Google tFlite github is at https://github.com/tensorflow/tflite-micro
The Arduino version is at https://github.com/tensorflow/tflite-micro-arduino-examples which works great for the Nano33BleSense REV1 but not any other Arduino
Using the fork at https://github.com/josemqz/tflite-micro-arduino-portenta-h7 person detection now works. Thanks Jose

.
.
.
.
My attempt is here https://github.com/hpssjellis/TensorFlowLiteRocksetta2023
and my very old but still working version is here https://github.com/hpssjellis/RocksettaTinyML
I took the original tFlite for Arduino examples https://github.com/tensorflow/tflite-micro-arduino-examples and deleted the peripherals folder Changed the tensorflowlite.h file to
/* Copyright 2019 The TensorFlow Authors. All Rights Reserved.
Licensed under the Apache License, Version 2.0 (the "License");
you may not use this file except in compliance with the License.
You may obtain a copy of the License at
http://www.apache.org/licenses/LICENSE-2.0
Unless required by applicable law or agreed to in writing, software
distributed under the License is distributed on an "AS IS" BASIS,
WITHOUT WARRANTIES OR CONDITIONS OF ANY KIND, either express or implied.
See the License for the specific language governing permissions and
limitations under the License.
==============================================================================*/
#ifndef TENSORFLOW_LITE_MICRO_TOOLS_MAKE_TEMPLATES_TENSORFLOWLITE_H_
#define TENSORFLOW_LITE_MICRO_TOOLS_MAKE_TEMPLATES_TENSORFLOWLITE_H_
// This header is deliberately empty, and is only present because including it
// in a .ino sketch forces the Arduino toolchain to build the rest of the
// library.
//#include "peripherals/peripherals.h"
#include <Arduino.h> // mainly for Platform.io
#include <Wire.h>
// Temporary fix, see buganizer #268498682, arduino-examples issue #169
#undef abs
#endif // TENSORFLOW_LITE_MICRO_TOOLS_MAKE_TEMPLATES_TENSORFLOWLITE_H_
and changed ......Arduino\libraries\tflite-micro-arduino-examples-main\src\tensorflow\lite\micro\micro_time.cpp getting rid of the two peripherals calls
/* Copyright 2020 The TensorFlow Authors. All Rights Reserved.
Licensed under the Apache License, Version 2.0 (the "License");
you may not use this file except in compliance with the License.
You may obtain a copy of the License at
http://www.apache.org/licenses/LICENSE-2.0
Unless required by applicable law or agreed to in writing, software
distributed under the License is distributed on an "AS IS" BASIS,
WITHOUT WARRANTIES OR CONDITIONS OF ANY KIND, either express or implied.
See the License for the specific language governing permissions and
limitations under the License.
==============================================================================*/
// Reference implementation of timer functions. Platforms are not required to
// implement these timer methods, but they are required to enable profiling.
// On platforms that have a POSIX stack or C library, it can be written using
// methods from <sys/time.h> or clock() from <time.h>.
// To add an equivalent function for your own platform, create your own
// implementation file, and place it in a subfolder with named after the OS
// you're targeting. For example, see the Cortex M bare metal version in
// tensorflow/lite/micro/bluepill/micro_time.cc or the mbed one on
// tensorflow/lite/micro/mbed/micro_time.cc.

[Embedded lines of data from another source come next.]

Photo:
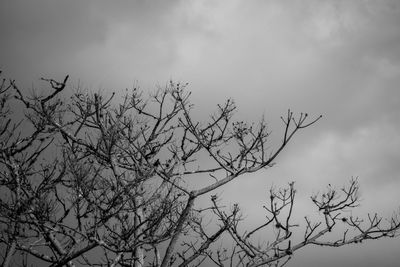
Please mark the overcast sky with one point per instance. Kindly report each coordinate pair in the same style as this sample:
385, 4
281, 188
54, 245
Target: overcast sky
340, 59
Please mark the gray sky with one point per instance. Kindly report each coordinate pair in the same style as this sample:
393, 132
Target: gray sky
336, 58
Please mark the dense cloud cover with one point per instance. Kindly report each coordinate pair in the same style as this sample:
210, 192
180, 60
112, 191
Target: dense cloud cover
336, 58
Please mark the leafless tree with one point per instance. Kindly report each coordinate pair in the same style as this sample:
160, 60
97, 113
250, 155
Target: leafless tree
87, 180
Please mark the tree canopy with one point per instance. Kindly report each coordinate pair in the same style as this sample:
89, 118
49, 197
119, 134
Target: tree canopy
87, 179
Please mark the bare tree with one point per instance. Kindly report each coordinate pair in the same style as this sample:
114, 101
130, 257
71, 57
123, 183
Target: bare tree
87, 181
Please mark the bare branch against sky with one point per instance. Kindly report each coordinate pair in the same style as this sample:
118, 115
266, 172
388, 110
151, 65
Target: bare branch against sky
336, 58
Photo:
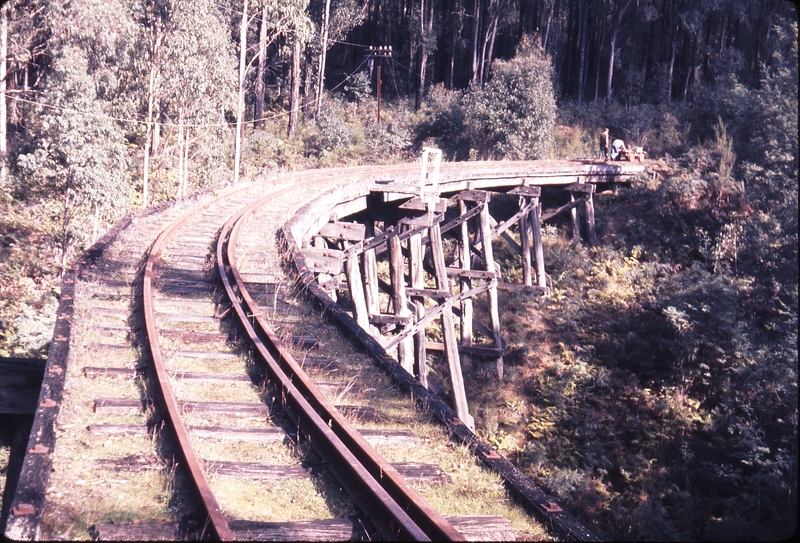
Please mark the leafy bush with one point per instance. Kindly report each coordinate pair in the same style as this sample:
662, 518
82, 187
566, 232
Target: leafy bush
513, 116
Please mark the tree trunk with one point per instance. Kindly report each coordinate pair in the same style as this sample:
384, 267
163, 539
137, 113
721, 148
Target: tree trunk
180, 153
294, 102
475, 40
671, 69
307, 87
262, 68
3, 106
582, 56
151, 84
424, 28
323, 58
240, 105
487, 62
609, 86
599, 60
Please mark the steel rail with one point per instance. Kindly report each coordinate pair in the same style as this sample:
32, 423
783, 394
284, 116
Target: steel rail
376, 487
216, 519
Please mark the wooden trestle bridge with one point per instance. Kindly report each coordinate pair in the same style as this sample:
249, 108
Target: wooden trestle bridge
395, 256
338, 258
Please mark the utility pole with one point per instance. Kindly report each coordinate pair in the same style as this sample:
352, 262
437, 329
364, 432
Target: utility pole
379, 53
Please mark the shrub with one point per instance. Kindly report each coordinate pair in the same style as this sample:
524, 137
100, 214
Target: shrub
513, 117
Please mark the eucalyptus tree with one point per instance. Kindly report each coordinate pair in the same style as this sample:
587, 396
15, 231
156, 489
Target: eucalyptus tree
23, 37
80, 155
513, 116
191, 85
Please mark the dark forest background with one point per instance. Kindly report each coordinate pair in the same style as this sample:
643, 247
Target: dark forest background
654, 391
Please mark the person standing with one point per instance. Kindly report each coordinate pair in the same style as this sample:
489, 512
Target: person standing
604, 137
617, 149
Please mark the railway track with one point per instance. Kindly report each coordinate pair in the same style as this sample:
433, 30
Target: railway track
205, 398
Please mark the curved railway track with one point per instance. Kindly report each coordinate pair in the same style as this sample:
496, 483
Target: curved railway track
220, 348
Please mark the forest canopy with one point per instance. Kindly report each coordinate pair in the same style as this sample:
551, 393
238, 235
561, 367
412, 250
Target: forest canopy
654, 391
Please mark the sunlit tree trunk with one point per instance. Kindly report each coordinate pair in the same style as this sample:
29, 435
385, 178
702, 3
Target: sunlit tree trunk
475, 40
294, 102
240, 103
151, 83
323, 58
262, 69
3, 105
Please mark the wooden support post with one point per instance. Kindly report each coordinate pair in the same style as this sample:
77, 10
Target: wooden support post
588, 189
488, 256
576, 225
322, 278
526, 249
590, 220
536, 229
418, 282
449, 330
466, 284
353, 271
369, 265
405, 350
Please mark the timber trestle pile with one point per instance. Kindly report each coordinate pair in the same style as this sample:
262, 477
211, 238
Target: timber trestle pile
188, 366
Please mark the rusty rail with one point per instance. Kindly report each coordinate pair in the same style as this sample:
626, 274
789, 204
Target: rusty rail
380, 492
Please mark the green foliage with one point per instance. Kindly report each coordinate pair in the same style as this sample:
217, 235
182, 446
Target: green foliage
513, 116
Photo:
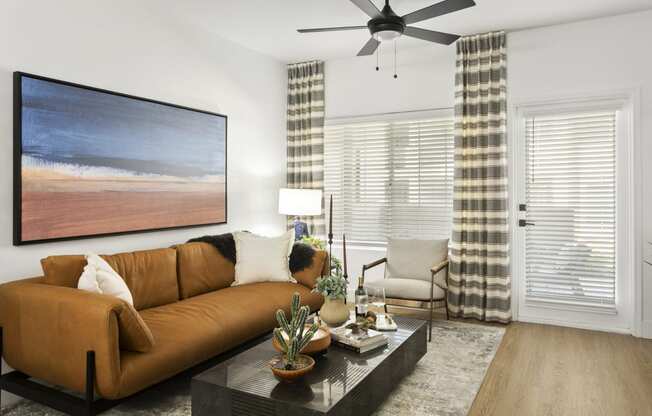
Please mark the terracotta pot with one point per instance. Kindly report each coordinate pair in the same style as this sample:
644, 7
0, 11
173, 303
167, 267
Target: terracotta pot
318, 344
305, 365
334, 312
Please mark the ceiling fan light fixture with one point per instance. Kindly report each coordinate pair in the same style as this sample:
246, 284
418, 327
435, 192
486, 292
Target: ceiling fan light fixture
386, 35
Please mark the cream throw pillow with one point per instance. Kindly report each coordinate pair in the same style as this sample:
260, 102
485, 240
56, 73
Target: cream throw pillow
262, 259
99, 277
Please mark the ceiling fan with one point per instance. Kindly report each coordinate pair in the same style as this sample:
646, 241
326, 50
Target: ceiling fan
385, 25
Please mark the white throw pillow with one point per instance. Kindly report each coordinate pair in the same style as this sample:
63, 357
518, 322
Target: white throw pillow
99, 277
262, 259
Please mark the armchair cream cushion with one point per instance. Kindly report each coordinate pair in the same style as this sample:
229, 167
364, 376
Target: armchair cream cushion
412, 289
413, 259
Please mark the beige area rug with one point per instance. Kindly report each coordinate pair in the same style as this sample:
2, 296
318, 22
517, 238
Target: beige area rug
444, 382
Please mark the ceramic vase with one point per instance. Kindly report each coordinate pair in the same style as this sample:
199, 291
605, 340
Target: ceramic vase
334, 312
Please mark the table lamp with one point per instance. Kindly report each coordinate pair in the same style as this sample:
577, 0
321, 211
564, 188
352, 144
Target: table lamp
299, 202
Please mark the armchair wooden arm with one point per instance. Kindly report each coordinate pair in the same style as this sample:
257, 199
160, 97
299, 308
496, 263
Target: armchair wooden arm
373, 264
436, 269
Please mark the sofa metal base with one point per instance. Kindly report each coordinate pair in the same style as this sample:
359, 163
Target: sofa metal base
21, 384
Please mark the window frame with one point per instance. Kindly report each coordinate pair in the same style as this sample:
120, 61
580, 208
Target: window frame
626, 318
385, 117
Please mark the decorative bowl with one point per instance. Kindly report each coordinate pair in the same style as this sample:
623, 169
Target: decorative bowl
304, 362
317, 345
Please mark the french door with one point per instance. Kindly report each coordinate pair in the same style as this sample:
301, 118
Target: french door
571, 215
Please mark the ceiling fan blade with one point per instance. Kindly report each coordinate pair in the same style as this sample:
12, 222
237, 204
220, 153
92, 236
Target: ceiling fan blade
369, 48
431, 35
368, 7
439, 9
330, 29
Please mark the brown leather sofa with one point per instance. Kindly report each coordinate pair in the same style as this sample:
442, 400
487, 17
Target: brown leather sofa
183, 295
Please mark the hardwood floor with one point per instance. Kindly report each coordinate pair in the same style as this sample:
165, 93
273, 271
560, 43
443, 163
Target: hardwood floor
556, 371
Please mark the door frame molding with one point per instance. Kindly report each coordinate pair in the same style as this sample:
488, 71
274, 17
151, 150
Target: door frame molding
632, 181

#include "tensorflow/lite/micro/micro_time.h"
//#include "peripherals/utility.h"
#if defined(TF_LITE_USE_CTIME)
#include <ctime>
#endif
namespace tflite {
#if !defined(TF_LITE_USE_CTIME)
// Reference implementation of the ticks_per_second() function that's required
// for a platform to support Tensorflow Lite for Microcontrollers profiling.

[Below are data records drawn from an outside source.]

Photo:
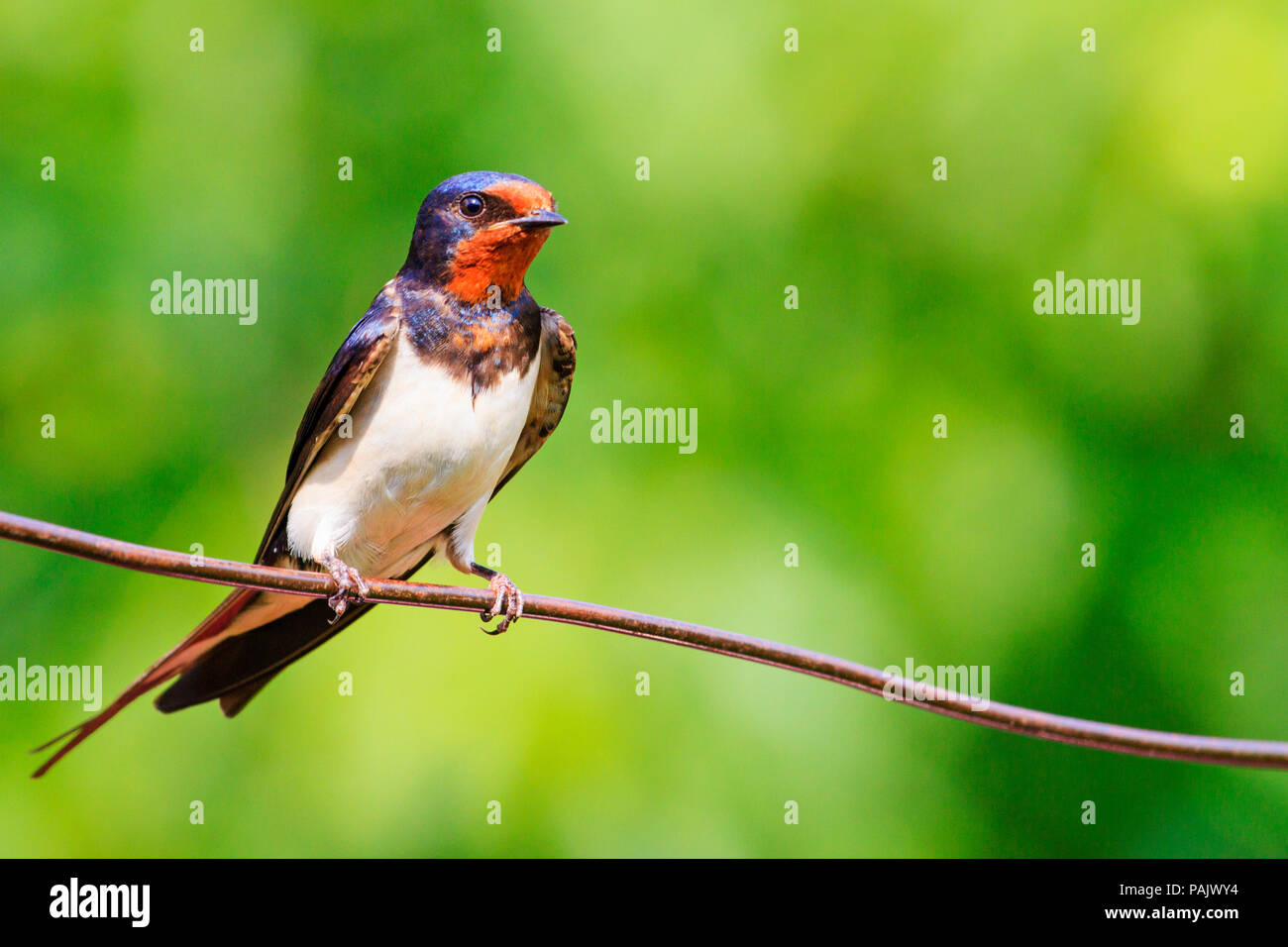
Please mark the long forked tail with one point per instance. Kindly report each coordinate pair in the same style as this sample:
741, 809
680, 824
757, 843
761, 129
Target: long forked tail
170, 664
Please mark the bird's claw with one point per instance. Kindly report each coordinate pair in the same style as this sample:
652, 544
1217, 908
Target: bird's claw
349, 586
509, 603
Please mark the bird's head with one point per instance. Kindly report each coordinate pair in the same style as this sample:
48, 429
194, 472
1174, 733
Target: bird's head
481, 230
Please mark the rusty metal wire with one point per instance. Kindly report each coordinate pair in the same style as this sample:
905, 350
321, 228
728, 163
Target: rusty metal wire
1034, 723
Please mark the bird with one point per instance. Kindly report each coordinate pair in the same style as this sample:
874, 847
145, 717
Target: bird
446, 386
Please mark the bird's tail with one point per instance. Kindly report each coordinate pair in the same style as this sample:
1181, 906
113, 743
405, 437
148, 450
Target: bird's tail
170, 664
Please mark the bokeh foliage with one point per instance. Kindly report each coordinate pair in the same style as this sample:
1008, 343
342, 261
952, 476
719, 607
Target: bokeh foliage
768, 169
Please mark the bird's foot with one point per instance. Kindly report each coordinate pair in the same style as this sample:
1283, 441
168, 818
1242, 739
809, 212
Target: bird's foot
509, 603
349, 585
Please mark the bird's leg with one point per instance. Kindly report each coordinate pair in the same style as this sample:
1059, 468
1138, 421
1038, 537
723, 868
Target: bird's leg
349, 585
509, 599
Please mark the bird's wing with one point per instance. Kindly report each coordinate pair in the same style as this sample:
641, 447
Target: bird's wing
353, 367
550, 395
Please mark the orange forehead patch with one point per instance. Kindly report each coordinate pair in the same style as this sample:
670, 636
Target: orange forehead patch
524, 196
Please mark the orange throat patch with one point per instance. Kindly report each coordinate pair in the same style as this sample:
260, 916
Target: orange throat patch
496, 257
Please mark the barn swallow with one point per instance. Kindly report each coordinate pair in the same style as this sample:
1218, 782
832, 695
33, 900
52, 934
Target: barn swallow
442, 392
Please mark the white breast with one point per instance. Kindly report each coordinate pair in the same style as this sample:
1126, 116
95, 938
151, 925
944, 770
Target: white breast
423, 451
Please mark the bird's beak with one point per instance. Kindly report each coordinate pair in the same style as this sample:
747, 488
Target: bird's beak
535, 221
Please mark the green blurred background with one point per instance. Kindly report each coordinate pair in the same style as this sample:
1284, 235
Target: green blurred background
768, 169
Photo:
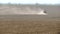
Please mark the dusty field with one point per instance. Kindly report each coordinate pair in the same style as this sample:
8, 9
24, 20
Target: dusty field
29, 24
10, 25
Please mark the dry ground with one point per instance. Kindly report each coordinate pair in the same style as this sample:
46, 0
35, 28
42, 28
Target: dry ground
29, 27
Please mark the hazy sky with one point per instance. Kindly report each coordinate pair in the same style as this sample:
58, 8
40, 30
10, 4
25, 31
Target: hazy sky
31, 1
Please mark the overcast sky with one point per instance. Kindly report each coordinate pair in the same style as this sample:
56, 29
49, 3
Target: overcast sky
31, 1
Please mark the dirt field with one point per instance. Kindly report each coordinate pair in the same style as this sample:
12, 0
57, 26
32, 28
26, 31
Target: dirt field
29, 25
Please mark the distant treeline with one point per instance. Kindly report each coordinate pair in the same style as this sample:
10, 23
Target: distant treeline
37, 4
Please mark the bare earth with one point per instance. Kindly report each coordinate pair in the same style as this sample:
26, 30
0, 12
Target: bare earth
25, 24
29, 24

// This returns 0 by default because timing is an optional feature that builds
// without errors on platforms that do not need it.
uint32_t ticks_per_second() { return 1000000; }
// Reference implementation of the GetCurrentTimeTicks() function that's
// required for a platform to support Tensorflow Lite for Microcontrollers
// profiling. This returns 0 by default because timing is an optional feature
// that builds without errors on platforms that do not need it.

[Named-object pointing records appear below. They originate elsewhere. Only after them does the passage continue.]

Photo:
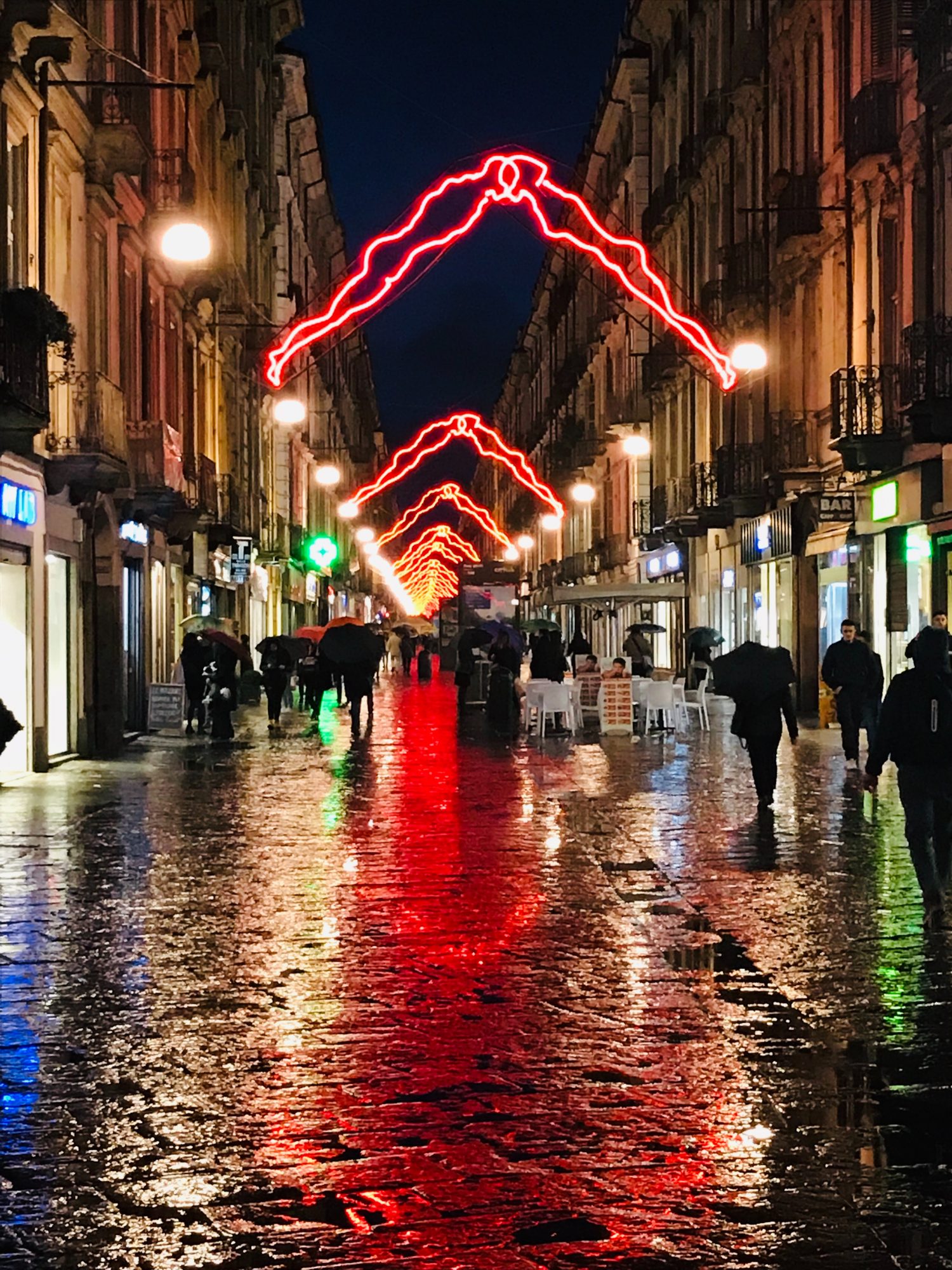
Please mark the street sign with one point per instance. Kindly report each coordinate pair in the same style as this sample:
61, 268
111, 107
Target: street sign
837, 509
167, 705
241, 559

uint32_t GetCurrentTimeTicks() { } //return peripherals::MicrosecondsCounter(); }
#else // defined(TF_LITE_USE_CTIME)
// For platforms that support ctime, we implment the micro_time interface in
// this central location.
uint32_t ticks_per_second() { return CLOCKS_PER_SEC; }
uint32_t GetCurrentTimeTicks() { return clock(); }
#endif
} // namespace tflite
And the nano33BleSense seems to run at least hello_World.
Super strange is when I tried the Portenta. The compiler found my renamed peripherals folder and tried to compile some hal code from it. I have now removed the old pheripherals folder from the librry.